Chili
Chiloé et retour au sud du Chili.
13 décembre 2010.
Il est dans la vie des périodes de vide,
des moments où on a l'impression de ne pas avancer, où on voudrait faire un
grand saut pour sortir de l'enlisement. Cette semaine fut l'une de ces périodes,
un temps mort dans le voyage, plein de contrariétés, de ces temps qui permettent
d'apprécier ces autres moments, les plus fréquents, où tout marche selon nos
souhaits...
Un
7 décembre, nous embarquons vers l'île de Chiloé après avoir beaucoup hésité
à cause de la pluie. Mais le soleil revient dés l'embarquement. La traversée
est courte, une bonne demi-heure. Nous retrouvons les pélicans ; ils volent
au ras de l'eau et un groupe de cinq ou six arrive directement vers le bateau,
sur le côté ; ils s'approchent de plus en plus sans rien modifier de leur trajectoire,
puis s'élèvent lourdement pour passer au-dessus du bateau, nous accompagnent
une ou deux minutes puis reprenent leur route au-dessus de l'eau.


Le
guide du routard indique que « en prenant à gauche à la sortie de l'embarcadère,
on arrive à une petite plage où se trouvent des loups de mer ». Nous prenons
donc à gauche, en touristes obéissants, et arrivons à la petite plage où bien
sûr il n'y a pas de loups de mer. Nous sommes près d'un phare dont le gardien
arrête ses activités pour nous regarder. Il a l'air de se demander pourquoi
les touristes arrivent justement ici, et pourquoi surtout des touristes français...
Nous
rejoignons ensuite Caulin et sa plage où nous passons la nuit. Le ciel est encore
bleu, et les ramasseurs d'algues s'activent jusqu'à la nuit et même au-delà
pour collecter leur précieux butin, le retourner pour bien le sécher puis le
mettre en sac. Les sacs sont ensuite ramassés par un véhicule qui fait la tournée.

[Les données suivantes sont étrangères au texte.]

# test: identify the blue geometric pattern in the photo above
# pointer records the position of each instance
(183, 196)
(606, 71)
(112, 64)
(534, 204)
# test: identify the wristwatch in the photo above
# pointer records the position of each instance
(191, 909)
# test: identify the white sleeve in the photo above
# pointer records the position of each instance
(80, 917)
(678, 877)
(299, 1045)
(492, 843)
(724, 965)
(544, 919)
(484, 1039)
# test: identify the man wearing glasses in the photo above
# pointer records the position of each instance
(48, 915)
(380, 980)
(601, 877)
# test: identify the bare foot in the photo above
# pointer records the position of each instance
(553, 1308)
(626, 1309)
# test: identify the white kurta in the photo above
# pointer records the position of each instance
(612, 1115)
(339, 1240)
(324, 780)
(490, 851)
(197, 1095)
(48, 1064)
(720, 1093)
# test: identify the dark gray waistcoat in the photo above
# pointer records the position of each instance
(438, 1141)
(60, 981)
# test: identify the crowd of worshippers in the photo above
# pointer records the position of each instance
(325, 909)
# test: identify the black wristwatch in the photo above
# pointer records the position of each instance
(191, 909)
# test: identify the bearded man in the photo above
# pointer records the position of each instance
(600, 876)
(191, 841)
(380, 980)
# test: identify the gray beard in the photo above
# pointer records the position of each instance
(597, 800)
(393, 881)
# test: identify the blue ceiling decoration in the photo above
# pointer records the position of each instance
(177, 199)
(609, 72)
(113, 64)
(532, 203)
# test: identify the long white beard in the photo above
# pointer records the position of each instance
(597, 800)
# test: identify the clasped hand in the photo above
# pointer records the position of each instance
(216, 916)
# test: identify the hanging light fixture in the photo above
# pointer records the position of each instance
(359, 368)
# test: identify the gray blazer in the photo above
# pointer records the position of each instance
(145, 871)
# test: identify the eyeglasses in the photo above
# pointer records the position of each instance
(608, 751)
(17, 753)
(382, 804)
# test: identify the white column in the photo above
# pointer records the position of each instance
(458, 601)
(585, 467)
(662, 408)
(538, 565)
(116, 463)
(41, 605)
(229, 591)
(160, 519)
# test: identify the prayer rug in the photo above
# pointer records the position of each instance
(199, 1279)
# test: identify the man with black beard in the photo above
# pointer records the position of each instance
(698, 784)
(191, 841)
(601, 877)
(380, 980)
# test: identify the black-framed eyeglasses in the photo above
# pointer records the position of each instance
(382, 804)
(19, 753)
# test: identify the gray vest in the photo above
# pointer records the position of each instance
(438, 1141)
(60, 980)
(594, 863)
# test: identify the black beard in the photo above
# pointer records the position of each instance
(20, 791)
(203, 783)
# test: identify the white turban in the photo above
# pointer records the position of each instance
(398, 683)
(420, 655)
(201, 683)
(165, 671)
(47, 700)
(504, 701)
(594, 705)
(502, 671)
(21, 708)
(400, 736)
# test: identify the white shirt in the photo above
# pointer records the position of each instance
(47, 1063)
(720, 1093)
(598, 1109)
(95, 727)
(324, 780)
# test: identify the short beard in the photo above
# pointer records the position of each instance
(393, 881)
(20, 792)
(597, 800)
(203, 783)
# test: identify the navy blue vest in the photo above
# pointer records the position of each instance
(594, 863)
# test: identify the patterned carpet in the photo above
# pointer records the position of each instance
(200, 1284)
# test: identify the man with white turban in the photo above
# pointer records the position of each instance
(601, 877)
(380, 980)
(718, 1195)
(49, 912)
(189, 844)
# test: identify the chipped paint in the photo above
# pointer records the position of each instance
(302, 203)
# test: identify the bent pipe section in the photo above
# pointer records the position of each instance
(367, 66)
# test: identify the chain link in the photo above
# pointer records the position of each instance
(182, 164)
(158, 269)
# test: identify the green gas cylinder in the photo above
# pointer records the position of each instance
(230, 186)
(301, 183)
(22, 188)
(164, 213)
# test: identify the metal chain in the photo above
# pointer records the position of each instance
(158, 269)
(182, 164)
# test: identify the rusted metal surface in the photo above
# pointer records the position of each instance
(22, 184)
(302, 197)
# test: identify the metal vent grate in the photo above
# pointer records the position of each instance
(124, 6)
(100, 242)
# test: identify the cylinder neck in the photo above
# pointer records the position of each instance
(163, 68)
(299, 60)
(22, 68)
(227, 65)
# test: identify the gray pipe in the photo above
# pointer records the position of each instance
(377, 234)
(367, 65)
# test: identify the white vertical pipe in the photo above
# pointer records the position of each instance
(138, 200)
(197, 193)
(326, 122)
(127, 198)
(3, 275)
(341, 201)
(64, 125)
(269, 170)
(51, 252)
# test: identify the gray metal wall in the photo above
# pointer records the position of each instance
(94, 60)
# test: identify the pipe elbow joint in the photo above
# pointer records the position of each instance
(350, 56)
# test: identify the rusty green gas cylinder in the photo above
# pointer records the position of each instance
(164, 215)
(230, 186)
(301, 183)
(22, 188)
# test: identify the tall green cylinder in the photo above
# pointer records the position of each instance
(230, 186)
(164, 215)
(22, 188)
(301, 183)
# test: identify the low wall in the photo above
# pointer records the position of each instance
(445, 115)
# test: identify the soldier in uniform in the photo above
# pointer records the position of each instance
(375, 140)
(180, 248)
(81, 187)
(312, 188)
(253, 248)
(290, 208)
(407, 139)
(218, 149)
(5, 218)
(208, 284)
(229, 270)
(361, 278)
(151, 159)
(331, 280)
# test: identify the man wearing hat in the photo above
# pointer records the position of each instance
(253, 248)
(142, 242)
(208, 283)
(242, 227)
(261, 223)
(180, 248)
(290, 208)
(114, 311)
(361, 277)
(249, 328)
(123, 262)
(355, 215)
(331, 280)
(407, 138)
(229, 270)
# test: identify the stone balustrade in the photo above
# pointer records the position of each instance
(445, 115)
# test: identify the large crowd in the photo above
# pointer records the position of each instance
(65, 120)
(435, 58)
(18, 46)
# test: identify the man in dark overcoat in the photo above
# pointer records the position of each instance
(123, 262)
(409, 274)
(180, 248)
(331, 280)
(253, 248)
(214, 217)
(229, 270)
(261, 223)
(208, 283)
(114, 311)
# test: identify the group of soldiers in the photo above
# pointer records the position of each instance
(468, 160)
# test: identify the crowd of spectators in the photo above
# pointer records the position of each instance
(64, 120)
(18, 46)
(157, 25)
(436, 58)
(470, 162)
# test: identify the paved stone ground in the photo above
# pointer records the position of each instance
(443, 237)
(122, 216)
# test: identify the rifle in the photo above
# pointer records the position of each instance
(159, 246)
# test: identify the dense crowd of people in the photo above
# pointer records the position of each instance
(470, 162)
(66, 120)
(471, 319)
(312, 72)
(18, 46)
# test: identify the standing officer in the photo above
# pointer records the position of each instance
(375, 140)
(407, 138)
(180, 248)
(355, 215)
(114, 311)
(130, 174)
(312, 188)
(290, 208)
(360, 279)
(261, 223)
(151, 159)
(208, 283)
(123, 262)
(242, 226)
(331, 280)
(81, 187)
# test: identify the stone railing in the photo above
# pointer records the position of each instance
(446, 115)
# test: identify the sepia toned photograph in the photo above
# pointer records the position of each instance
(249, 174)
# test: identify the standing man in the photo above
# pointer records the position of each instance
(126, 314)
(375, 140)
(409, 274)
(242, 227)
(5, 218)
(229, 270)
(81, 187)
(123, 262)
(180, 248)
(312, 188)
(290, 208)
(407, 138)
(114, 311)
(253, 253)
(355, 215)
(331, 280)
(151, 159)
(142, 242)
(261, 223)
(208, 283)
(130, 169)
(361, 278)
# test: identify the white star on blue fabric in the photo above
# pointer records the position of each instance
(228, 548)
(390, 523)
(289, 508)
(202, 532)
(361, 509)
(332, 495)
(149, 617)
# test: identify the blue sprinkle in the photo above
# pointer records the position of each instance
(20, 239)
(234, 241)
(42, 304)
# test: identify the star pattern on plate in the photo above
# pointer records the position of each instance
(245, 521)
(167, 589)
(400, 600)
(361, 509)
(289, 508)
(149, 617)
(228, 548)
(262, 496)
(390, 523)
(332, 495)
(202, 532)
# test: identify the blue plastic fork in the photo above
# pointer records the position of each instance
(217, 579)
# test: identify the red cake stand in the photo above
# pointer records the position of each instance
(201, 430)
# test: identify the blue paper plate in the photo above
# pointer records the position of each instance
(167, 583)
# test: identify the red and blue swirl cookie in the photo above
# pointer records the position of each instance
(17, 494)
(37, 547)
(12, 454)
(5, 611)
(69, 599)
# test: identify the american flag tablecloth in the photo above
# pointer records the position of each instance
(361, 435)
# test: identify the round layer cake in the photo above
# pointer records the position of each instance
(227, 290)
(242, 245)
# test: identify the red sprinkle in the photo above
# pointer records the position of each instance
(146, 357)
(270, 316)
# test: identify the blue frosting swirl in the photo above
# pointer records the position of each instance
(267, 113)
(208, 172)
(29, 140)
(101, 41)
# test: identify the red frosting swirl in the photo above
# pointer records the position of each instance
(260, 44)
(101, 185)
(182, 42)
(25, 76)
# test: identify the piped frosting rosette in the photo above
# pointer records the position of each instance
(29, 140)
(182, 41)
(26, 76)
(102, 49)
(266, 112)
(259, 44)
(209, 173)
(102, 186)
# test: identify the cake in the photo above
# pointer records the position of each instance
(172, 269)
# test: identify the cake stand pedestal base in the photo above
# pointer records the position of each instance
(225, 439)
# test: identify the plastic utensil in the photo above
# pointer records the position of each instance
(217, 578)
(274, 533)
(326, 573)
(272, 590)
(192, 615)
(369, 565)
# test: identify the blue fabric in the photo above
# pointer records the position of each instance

Plus au nord du Chili, nous avions déjà
vu ces ramasseurs d'algues et même au Pérou. Selon l'endroit, les variétés
d'algues sont différentes. A Chiloé, la plupart des algues sont destinées
au Japon et se retrouveront un jour dans les restaurants en sushi...
Nous découvrons les cygnes au
cou noir qui vivent sur les bords de mer dans le sud du Chili et à
Chiloé.
Le
lendemain, il pleut... Nous reprenons notre route vers Ancud, deuxième ville
du pays. Pratiquement tout est fermé bien que nous soyons en pleine semaine.
Nous apprenons que le 8 décembre, c'est la fête de l'Immaculée Conception, donc
jour férié. Nous découvrons cependant un magasin de pescados y mariscos (poissons
et fruits de mer) ouvert. Nous y faisons une réserve de moules grandes comme
la main (sic !), saumon fumé et chair d'araignée de mer. De quoi tenir quelques
jours !
A
proximité se trouve une plage qui abrite une colonie de manchots de magellan.
Une accalmie nous permet de les approcher au sec et de les observer à la jumelle,
jolis dans leur smoking blanc et noir. Très actifs, ils sont nombreux à arriver
de la mer et sortir de l'eau pour rejoindre les talus de terre ; d'autres roulent
et retombent vers la mer. Le spectacle est très amusant. Progressivement, ils
se couchent, et tout le monde dort... Ils sont malheureusement trop loin pour
être photographiés.
Retour
pour la nuit à Ancud sous la pluie, toujours la pluie. Et le lendemain, nous
partons vers la capitale, Castro, une jolie petite ville. Castro n'est pas à
proprement parlé sur la mer mais à l'intérieur d'une longue lagune. Les marées
y sont quand même bien présentes.
De
part et d'autre de la ville se trouvent des groupes de maisons sur pilotis.
Ces maisons sont en bois, très colorées comme toujours au sud du Chili et souvent
assez anciennes. A Castro, on trouve des maisons en bois neuves, des maisons
fraîchement repeintes, des maisons plus défraîchies, et enfin d'autres carrément
très vieilles.
Castro n'est pas une de ces villes pimpantes et bien entretenues dans un but
touristique. C'est une ville plus authentique où la peinture écaillée est dominante,
ce qui donne à la ville un charme particulier. Le tour de la ville, vite fait,
sera d'autant plus rapide que la pluie ne cessera jamais longtemps. A un moment,
elle prenait même des allures de neige... Ce n'est pas pour rien que les locaux
disent qu'à Chiloé, on peut trouver en une journée les 4 saisons
!
Nous
ne comprenons pas que dans un pays où il pleut tellement, où l'humidité est
omniprésente, qu'en plus on habite des maisons sur pilotis avec les pieds dans
l'eau...
Notre
décision est déjà prise de quitter Chiloé au plus vite. Nous voulons nous réfugier
au soleil, mais où ? La Patagonie n'est pas réputée pour ses plages ensoleillées...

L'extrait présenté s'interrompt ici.